# anyone used these guys before?



## Olson (Feb 15, 2003)

Thinking about making a order and curoius if anyone has ever dealt with them?
http://www.exoticsrus.com/


----------



## PunkRockSkater39 (May 31, 2004)

Cant say i have but those are some really rare, exotic, and illegal snakes! Awesome! lol jk


----------



## Polypterus (May 4, 2003)

Venomous snakes are not Illegal everywhere,
There is no blanket ban, most laws against Venomous snakes
are local laws rather than state or federal.

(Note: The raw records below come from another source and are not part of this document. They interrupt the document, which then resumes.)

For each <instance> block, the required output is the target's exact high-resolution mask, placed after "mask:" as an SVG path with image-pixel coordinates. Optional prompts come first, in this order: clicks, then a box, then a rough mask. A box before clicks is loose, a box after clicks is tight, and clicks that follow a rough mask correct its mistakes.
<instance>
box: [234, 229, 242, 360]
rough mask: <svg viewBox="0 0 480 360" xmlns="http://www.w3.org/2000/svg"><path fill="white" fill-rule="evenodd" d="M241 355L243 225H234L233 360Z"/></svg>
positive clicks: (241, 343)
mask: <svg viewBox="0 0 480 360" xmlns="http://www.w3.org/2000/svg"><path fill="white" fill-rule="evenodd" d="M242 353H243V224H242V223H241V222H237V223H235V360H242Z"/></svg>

Sorry no I have never delt with them.


----------



## PunkRockSkater39 (May 31, 2004)

Polypterus said:


> Venomous snakes are not Illegal everywhere,
> There is no blanket ban, most laws against Venomous snakes
> are local laws rather than state or federal.
> 
> Sorry no I have never delt with them.


 Ty for informing me i was informed by a friend that they are illegal in the US unless u have a permit


----------



## Olson (Feb 15, 2003)

yeah these guys have it all...I am not getting a hot snake though..if it didnt kill me my wife would







looking into a dwarf caimen and/or a chondro or tree boa


----------



## WolfFish (Jun 30, 2004)

Olson said:


> yeah these guys have it all...I am not getting a hot snake though..if it didnt kill me my wife would
> 
> 
> 
> ...


 i really want a dwarf caiman but they need alot of room. 10'X5' min.


----------



## rdang (Mar 27, 2004)

just use kingsnake.com. you get what you pay for, especially when you are paying big bucs


----------



## Polypterus (May 4, 2003)

PunkRockSkater39 said:


> Polypterus said:
> 
> 
> > Venomous snakes are not Illegal everywhere,
> ...


 In many cases you do need a permit always check 
State and local laws before obtaining an animal, Crocs too
definitly need clearance,

Yeah you could get away with Illegal ownership
and many people do, but then if anything happens your dust and worse things happen to those who do follow laws. It's not really difficult to get proper permits.

No one should keep venomous animals unless they have approprite ability
also to obtain antivenom and really good insurance. Thats just common sense.


----------